503 errors in the UserVoice admin console
Incident Report for UserVoice
Postmortem

On October 19th between 10:00 and 11:30 PDT UserVoice experienced two approximately 10 minute infrastructure outages that caused site-wide outages and system unavailability.

Business Impact

During the outage end users and admins would have been unable to load or interact with UserVoice sites or widgets.

Email would have been delayed, but no emails were lost.

Root Cause

UserVoice uses an in-memory data-store cluster (Redis) to handle asynchronous job management and transient data storage.  A recent change to one of the libraries that use this service caused a very sudden increase in its usage. The sudden usage increase caused a system failure and prevented failover to like-sized standby services.

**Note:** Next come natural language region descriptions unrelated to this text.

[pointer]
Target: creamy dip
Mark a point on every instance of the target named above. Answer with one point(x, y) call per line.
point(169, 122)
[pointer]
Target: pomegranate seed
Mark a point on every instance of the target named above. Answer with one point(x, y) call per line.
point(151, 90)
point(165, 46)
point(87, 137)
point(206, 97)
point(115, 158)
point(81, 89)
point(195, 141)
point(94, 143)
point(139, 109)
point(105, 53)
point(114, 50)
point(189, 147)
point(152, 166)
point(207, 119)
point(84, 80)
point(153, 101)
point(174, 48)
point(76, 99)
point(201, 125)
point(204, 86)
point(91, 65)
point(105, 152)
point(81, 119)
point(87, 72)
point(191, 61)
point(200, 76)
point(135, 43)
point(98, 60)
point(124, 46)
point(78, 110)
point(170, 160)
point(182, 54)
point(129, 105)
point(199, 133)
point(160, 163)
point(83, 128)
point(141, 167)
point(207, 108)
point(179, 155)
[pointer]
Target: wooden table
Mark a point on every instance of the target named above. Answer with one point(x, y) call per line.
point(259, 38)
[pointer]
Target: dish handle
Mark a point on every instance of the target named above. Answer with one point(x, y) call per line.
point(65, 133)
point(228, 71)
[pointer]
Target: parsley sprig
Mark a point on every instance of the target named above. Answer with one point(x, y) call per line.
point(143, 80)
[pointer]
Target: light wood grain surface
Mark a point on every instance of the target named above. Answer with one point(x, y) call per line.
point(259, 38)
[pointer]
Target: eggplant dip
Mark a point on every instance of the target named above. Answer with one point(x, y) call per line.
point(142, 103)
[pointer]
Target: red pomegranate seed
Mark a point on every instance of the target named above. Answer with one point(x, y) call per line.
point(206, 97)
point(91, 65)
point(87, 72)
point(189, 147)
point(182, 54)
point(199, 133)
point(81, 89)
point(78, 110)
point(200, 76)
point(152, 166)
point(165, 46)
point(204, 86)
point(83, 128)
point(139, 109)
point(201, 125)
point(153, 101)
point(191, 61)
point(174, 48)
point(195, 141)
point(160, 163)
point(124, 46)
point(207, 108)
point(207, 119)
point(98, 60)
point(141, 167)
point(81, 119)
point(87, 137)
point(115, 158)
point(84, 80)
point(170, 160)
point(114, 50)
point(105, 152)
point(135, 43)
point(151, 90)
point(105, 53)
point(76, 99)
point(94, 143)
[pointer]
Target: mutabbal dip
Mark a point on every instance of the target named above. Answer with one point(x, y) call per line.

What we are Doing to Prevent This

  • Increased sizing of our Redis cluster and added additional alerting to allow us to more quickly detect usage spikes
  • Fixed the library that wasn’t properly interacting with Redis
Posted Oct 23, 2018 - 14:13 EDT

Resolved
This incident has been resolved.
Posted Oct 19, 2018 - 18:38 EDT
Monitoring
A fix has been implemented and we are monitoring the results.
Posted Oct 19, 2018 - 15:07 EDT
Investigating
We are currently investigating 503 errors on UserVoice web portals and the admin console. This also affects the API and widgets.
Posted Oct 19, 2018 - 13:05 EDT
This incident affected: Web Portal (subdomain), Admin Console, UserVoice API, Helpdesk API, and Widgets.